In our 15 years as a Charlotte-based MEP design firm, we’ve come to learn and appreciate how truly critical flexibility is to our success. It’s why we go out of our way to accommodate changes in a project’s scope, budget and timeline, even if that means shaving our fees, working late or rolling that extra conference room into our design. We always place our clients first—our objective to leave them with the best possible design, no matter if it’s a small restaurant or a LEED-designed multi-family high-rise.
There are times, however, when no matter how much we want to accommodate our client, no matter how much we want to deliver, it becomes impossible to meet their expectations. When I’m placed in these situations, I’m faced with the potential of doing the one thing I hate doing — telling a client “No.” “No, I can’t meet that deadline”; “No, I can’t reduce our fee”; “No, I can’t design that.” I loathe saying “No,” because “No” is a definite, in-your-face word of rejection which immediately creates an atmosphere of contention. In the professional services industry, if you tell a client “No” often enough, they’ll find someone who will tell them “Yes.”
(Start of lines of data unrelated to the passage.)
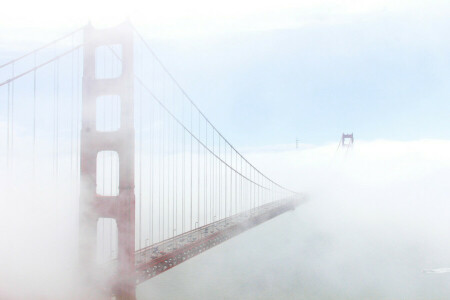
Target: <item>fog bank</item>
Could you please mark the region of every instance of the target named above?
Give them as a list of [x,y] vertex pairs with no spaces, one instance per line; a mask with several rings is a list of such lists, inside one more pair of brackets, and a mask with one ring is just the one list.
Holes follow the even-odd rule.
[[[450,141],[291,149],[246,156],[307,203],[139,285],[139,299],[448,298]],[[0,298],[75,299],[77,191],[0,179]]]
[[446,299],[450,141],[254,151],[309,202],[142,284],[140,299]]

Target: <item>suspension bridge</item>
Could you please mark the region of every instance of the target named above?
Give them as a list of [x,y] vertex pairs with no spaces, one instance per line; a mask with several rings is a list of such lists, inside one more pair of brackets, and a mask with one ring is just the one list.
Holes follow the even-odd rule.
[[302,201],[229,143],[129,22],[1,64],[0,100],[4,189],[76,201],[84,299],[135,299],[137,284]]

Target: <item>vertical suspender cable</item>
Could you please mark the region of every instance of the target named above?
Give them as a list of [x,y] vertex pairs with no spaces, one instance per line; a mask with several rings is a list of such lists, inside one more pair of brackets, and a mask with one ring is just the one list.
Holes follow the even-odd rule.
[[[175,97],[175,95],[174,95]],[[174,98],[174,102],[175,102],[175,98]],[[174,123],[174,130],[175,130],[175,134],[174,134],[174,185],[175,185],[175,207],[174,207],[174,225],[173,225],[173,231],[174,231],[174,237],[175,237],[175,233],[178,234],[177,230],[178,230],[178,126]]]
[[[36,68],[36,53],[34,53]],[[33,71],[33,180],[36,179],[36,70]]]
[[197,141],[197,226],[200,226],[200,114],[198,115]]
[[[172,104],[173,111],[175,111],[175,93],[172,86]],[[172,118],[172,237],[175,237],[175,212],[176,212],[176,202],[175,202],[175,119]]]
[[150,145],[149,145],[149,151],[150,151],[150,176],[149,176],[149,199],[150,199],[150,205],[149,205],[149,235],[150,235],[150,245],[153,245],[153,196],[155,193],[155,186],[154,186],[154,177],[153,177],[153,170],[155,169],[155,165],[153,163],[153,147],[155,144],[155,132],[153,127],[153,122],[155,119],[155,109],[151,107],[151,103],[149,103],[149,109],[150,111],[150,118],[149,118],[149,130],[150,130]]
[[242,156],[241,155],[239,155],[239,161],[240,161],[240,171],[241,171],[241,176],[240,176],[240,185],[239,185],[239,189],[240,189],[240,191],[239,191],[239,211],[240,212],[244,212],[244,205],[243,205],[243,203],[244,203],[244,201],[243,201],[243,199],[244,199],[244,169],[243,169],[243,164],[242,164],[242,162],[243,162],[243,159],[242,159]]
[[[183,111],[183,115],[184,115],[184,106],[182,107],[182,111]],[[182,187],[181,187],[181,232],[184,233],[184,226],[185,226],[185,209],[186,209],[186,131],[183,129],[182,130],[183,133],[183,147],[182,147],[182,152],[183,152],[183,157],[182,157],[182,166],[181,166],[181,170],[182,170]]]
[[167,118],[167,238],[170,237],[170,135],[172,130],[170,128],[171,118]]
[[233,215],[233,148],[230,148],[230,216]]
[[205,121],[205,151],[203,152],[203,163],[204,163],[204,180],[203,180],[203,185],[204,185],[204,208],[203,208],[203,215],[204,215],[204,219],[203,219],[203,223],[207,224],[208,223],[208,154],[207,154],[207,149],[208,149],[208,123]]
[[[139,52],[140,61],[139,65],[141,67],[142,76],[142,49]],[[141,249],[142,243],[142,85],[139,85],[139,242],[138,249]]]
[[[164,77],[163,77],[163,93],[164,93]],[[166,127],[166,118],[165,118],[165,112],[162,112],[162,124],[163,124],[163,129],[162,129],[162,169],[163,169],[163,173],[162,173],[162,223],[161,223],[161,232],[162,232],[162,240],[164,240],[164,200],[165,200],[165,180],[166,180],[166,176],[165,176],[165,158],[166,158],[166,148],[165,148],[165,140],[166,140],[166,136],[165,136],[165,127]]]
[[[11,86],[10,83],[8,82],[8,105],[6,108],[6,167],[8,169],[8,173],[10,171],[10,121],[11,121],[11,116],[10,116],[10,106],[11,106]],[[8,178],[10,178],[9,176],[10,174],[8,174]]]
[[[71,47],[73,48],[73,35],[71,39]],[[71,68],[70,68],[70,179],[73,180],[73,62],[74,62],[74,52],[71,53]],[[35,56],[36,57],[36,56]],[[36,61],[35,61],[36,65]],[[34,101],[34,106],[36,101]]]
[[224,143],[224,152],[225,152],[225,163],[224,163],[224,169],[225,169],[225,211],[224,211],[224,218],[227,217],[227,202],[228,202],[228,176],[227,176],[227,171],[228,171],[228,167],[227,167],[227,143]]
[[[184,121],[184,102],[181,103],[181,113],[182,113],[182,118]],[[182,129],[181,130],[183,136],[182,136],[182,150],[181,152],[183,153],[183,157],[182,157],[182,165],[181,165],[181,170],[182,170],[182,184],[181,184],[181,233],[184,233],[184,226],[185,226],[185,200],[186,200],[186,190],[185,190],[185,186],[186,186],[186,130]]]
[[234,207],[235,207],[234,213],[237,214],[238,213],[238,205],[237,205],[237,202],[238,202],[238,195],[237,195],[238,194],[238,183],[237,183],[238,155],[237,155],[237,151],[234,151],[234,154],[235,154],[235,166],[234,167],[236,169],[236,172],[234,172]]
[[[152,85],[153,85],[153,90],[155,90],[155,61],[153,60],[153,64],[152,64]],[[153,161],[153,156],[154,156],[154,145],[155,143],[155,126],[154,126],[154,122],[155,122],[155,107],[151,106],[150,102],[149,104],[149,109],[151,110],[151,118],[150,118],[150,133],[151,133],[151,137],[150,137],[150,244],[153,245],[153,221],[154,221],[154,216],[153,216],[153,211],[154,211],[154,205],[153,205],[153,201],[154,201],[154,190],[155,190],[155,179],[154,179],[154,172],[153,170],[155,169],[154,167],[154,161]]]
[[79,161],[79,158],[80,158],[79,140],[80,140],[80,131],[81,131],[80,130],[80,111],[81,111],[81,105],[80,105],[80,102],[81,102],[81,97],[80,97],[80,77],[81,77],[81,74],[80,74],[80,53],[81,53],[81,50],[78,49],[77,50],[77,64],[76,64],[76,66],[77,66],[77,68],[76,68],[77,69],[77,76],[76,76],[76,78],[77,78],[77,80],[76,80],[76,82],[77,82],[77,87],[76,87],[76,98],[77,98],[76,131],[77,131],[77,133],[76,133],[76,145],[75,145],[75,147],[76,147],[76,166],[77,166],[77,168],[76,168],[77,186],[79,185],[79,178],[80,178],[80,176],[79,176],[79,165],[80,165],[80,161]]
[[[115,63],[114,62],[115,62],[115,58],[113,56],[112,60],[111,60],[111,77],[115,76]],[[113,128],[114,128],[114,123],[117,122],[114,108],[117,105],[116,101],[118,99],[116,97],[114,97],[111,100],[112,100],[111,104],[109,105],[109,107],[111,108],[109,130],[112,131]],[[114,191],[114,189],[113,189],[113,178],[114,178],[114,174],[115,174],[115,172],[114,172],[113,152],[109,153],[109,159],[110,159],[109,165],[111,166],[110,175],[109,175],[109,177],[110,177],[110,185],[109,185],[110,192],[109,192],[109,194],[110,195],[115,195],[116,191]],[[109,251],[108,252],[109,252],[110,259],[112,259],[114,257],[114,244],[113,244],[113,240],[114,240],[114,232],[113,232],[113,230],[114,230],[114,223],[113,222],[114,221],[112,219],[109,220],[109,226],[108,226],[109,227],[109,249],[108,249]]]
[[163,129],[164,129],[164,124],[162,124],[162,108],[159,108],[158,110],[159,112],[159,124],[161,126],[160,130],[158,130],[159,134],[158,134],[158,141],[159,141],[159,155],[158,155],[158,212],[159,212],[159,216],[158,216],[158,241],[161,241],[161,219],[162,219],[162,214],[161,214],[161,197],[162,197],[162,156],[163,156]]
[[[14,77],[14,63],[12,64],[12,77]],[[11,170],[14,172],[14,81],[11,83]]]
[[[55,140],[56,140],[56,64],[53,65],[53,176],[56,177],[55,174],[55,157],[56,157],[56,151],[55,151]],[[54,178],[55,179],[55,178]]]
[[[219,158],[220,158],[221,156],[220,156],[220,137],[219,137]],[[219,202],[218,202],[218,206],[219,206],[219,220],[221,219],[221,216],[222,216],[222,214],[221,214],[221,198],[222,198],[222,168],[221,168],[221,162],[220,162],[220,160],[219,159],[217,159],[217,164],[219,165],[218,166],[218,169],[219,169]]]
[[215,192],[216,192],[216,189],[215,189],[215,185],[216,185],[216,181],[215,181],[215,168],[214,168],[214,166],[215,166],[215,164],[216,164],[216,162],[215,162],[215,158],[216,158],[216,156],[215,156],[215,145],[214,145],[214,136],[215,136],[215,132],[214,132],[214,129],[213,128],[211,128],[212,129],[212,155],[211,155],[211,218],[212,218],[212,220],[213,220],[213,222],[215,221],[215,219],[214,219],[214,216],[215,216],[215,214],[216,214],[216,211],[215,211],[215,205],[214,205],[214,203],[215,203],[215,199],[216,199],[216,194],[215,194]]
[[56,60],[56,180],[59,180],[59,59]]
[[190,132],[190,135],[191,135],[191,227],[190,227],[190,230],[192,230],[192,202],[193,202],[193,198],[192,198],[192,105],[191,105],[191,132]]

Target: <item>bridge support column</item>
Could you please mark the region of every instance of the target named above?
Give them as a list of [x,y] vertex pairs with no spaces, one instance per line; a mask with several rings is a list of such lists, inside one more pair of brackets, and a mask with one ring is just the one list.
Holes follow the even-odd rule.
[[[121,74],[114,78],[98,78],[96,50],[99,47],[121,47]],[[88,288],[102,284],[96,262],[97,223],[99,218],[112,218],[118,230],[117,278],[109,285],[107,297],[114,293],[118,300],[134,300],[135,296],[135,194],[134,194],[134,100],[133,100],[133,32],[129,23],[115,28],[84,30],[83,109],[81,132],[80,191],[80,264],[88,276]],[[120,128],[98,131],[97,98],[120,97]],[[112,104],[111,104],[112,105]],[[97,156],[100,151],[115,151],[119,157],[119,194],[98,195]]]

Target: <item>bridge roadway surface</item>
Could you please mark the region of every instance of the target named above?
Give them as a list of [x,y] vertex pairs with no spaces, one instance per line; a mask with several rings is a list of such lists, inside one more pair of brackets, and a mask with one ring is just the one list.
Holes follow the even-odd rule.
[[[192,258],[252,227],[284,212],[294,210],[305,200],[302,197],[283,199],[193,229],[136,252],[136,285]],[[116,274],[117,261],[107,267],[110,280]],[[117,278],[117,277],[116,277]]]
[[177,235],[136,252],[136,284],[150,279],[258,224],[294,210],[301,199],[262,205]]

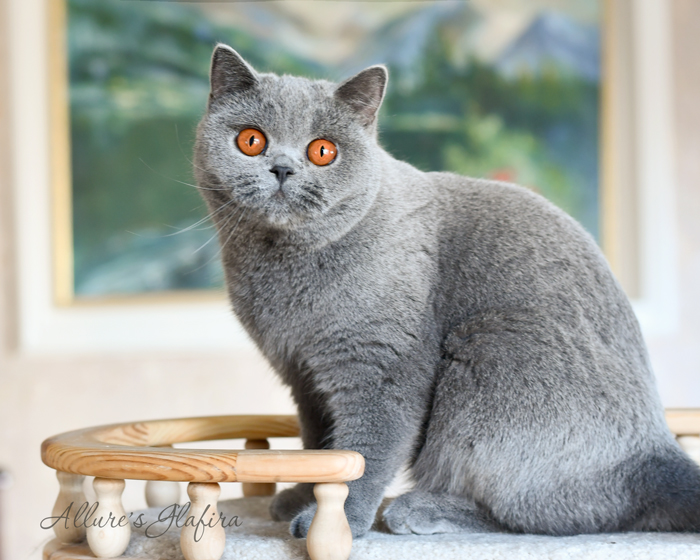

So, what do you do in a situation where circumstances dictate the only answer can be “No”? For me, it’s simple. I say “No” by saying “Yes.” This sounds as if I’m contradicting myself, but I assure you I’m not. It’s all in the semantics.
Exactly how then does one disagree by agreeing? You say “No” by saying “Yes” when you tell a client what you can do instead of what you can’t. For example, a client calls to discuss project scope for a new senior living facility. Eventually, the conversation turns to due dates and deliverables. The client asks for plans on a date you can’t possibly meet and they’re waiting for you to respond. If you tell them, “I can’t get you plans on Wednesday,” it will be interpreted much differently than if you tell them, “I can get you plans on Friday by noon.” In the first statement, you blatantly tell the client they can’t have what they want, while in the second statement, you bypass that negativity by stating when you can deliver. You come across as being agreeable and a team player. You say “No” by saying “Yes.” It’s a small linguistic difference, but it’s perceived very differently, and as they say, perception is reality no matter if you’re in MEP design or not.